Una selezione di sessanta di opere pittoriche e scultoree antiche raffiguranti animali e provenienti da diverse zone dell'Asia, dal Vietnam al Giappone, passando per la Cina e la Tailandia. A seconda del contesto culturale il loro valore è simbolico, religioso e rituale. In tutti i casi si tratta di pezzi affascinanti e misteriose.

Il Musée Cernuschi, è intitolato ad un patriotta italiano, Enrico Cernuschi, che in Italia sono in pochi a conoscere. Cernuschi fu arrestato nel 1850 per aver avuto ruolo di spicco nella Repubblica Rivoluzionaria Romana (1848-1849).

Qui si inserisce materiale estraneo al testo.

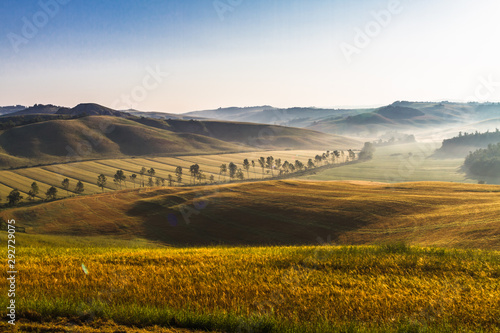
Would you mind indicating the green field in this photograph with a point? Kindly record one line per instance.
(393, 164)
(87, 172)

Proscritto dal governo papale così come da quello austriaco, chiese ed ottenne di essere esiliato in Francia, dove fece studi di economia, divenne banchiere e fondò la Banque de Paris che divenne poi Paribas.

Nel 1870 prese la cittadinanza francese, ma non tardò a farsi espellere anche dalla nuova patria in seguito al suo sostegno alla Comune di Parigi.

Nel 1872 intraprese un lungo viaggio in Asia dove acquisto opere d'arte di ogni sorta tra cui il celebre Buddha di Meguro tutt'ora esposto come opera principale del museo.

La lussuosa villa che Cernuschi si contruì accanto allo splendido Parc Monceau è diventata ora un museo della Ville de Paris dove si può per l'appunto ammirare la sua grande collezione di arte orientale.